The historic Midlands city will host 365 days of arts, music and entertainment throughout 2021.
The decision, announced on the BBC’s One Show by Arts Minister John Glen, dashes the hopes of sole Scottish contender Paisley.
Perth had also been in the running, but didn’t make it onto the shortlist.
Other competing cities were Stoke-on-Trent, Sunderland and Swansea.
The winner stands to make around £60 million for its local economy and welcome more than one million visitors. Coventry has also automatically secured £3 million of Heritage Lottery funding.
The announcement was made by Mr Glen in Hull, 2017’s City of Culture.
Perth submitted an ambitious bid earlier this year, showing how arts and creativity could be used to unite people in the city with those in the surrounding rural area.
The Perth2021 campaign was launched in August last year with a huge street party, featuring dancing trees and historic characters.

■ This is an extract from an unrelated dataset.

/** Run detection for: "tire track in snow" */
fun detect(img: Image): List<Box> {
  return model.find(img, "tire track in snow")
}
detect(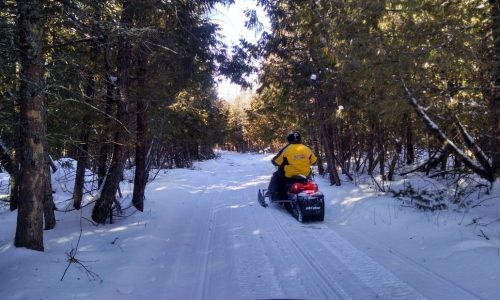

Following the announcement, Perth and Kinross Council leader Ian Campbell said: “We are sorry to hear that Paisley has not been named the first Scottish UK City of Culture and offer our congratulations to Coventry.
“I’d like to say a very big well done to the Paisley bid team who have all worked extremely hard to pull together their excellent bid.”
He added: “What we have found from taking part in the process is that it has been a very worthwhile step to help push forward the ambitions of the region to improve our cultural ambitions and put Perth on the map as a place where culture is for everyone.”
Paisley’s campaign was backed by local celebrities Paolo Nutini, Gerard Butler and artist John Byrne.
Culture secretary Fiona Hyslop said those involved in the bid should feel “immensely proud”, despite the result.
She said: “Paisley’s bid journey has been inspiring, beginning two years ago with hundreds of people gathered at the picturesque Paisley Abbey for the official launch.
“Since then businesses, cultural and community groups have thrown their support behind the town’s ambitions. A real strength has been the extensive community engagement with more than 30,000 people involved. All helping put together an outstanding bid for Paisley and for Scotland.”
She said: “Despite just missing out they can all be immensely proud of their efforts, they have done Paisley and Scotland proud and there is much to build upon.”
Mr Glen said: “In 2017 I have seen the truly transformative effect this prestigious title has had on Hull.
“The city has embraced City of Culture and in doing so has demonstrated how culture, the arts and heritage can bring communities together. I look forward to seeing what Coventry has in store in 2021.”
He also congratulated the unsuccessful towns and cities for their “excellent” bids.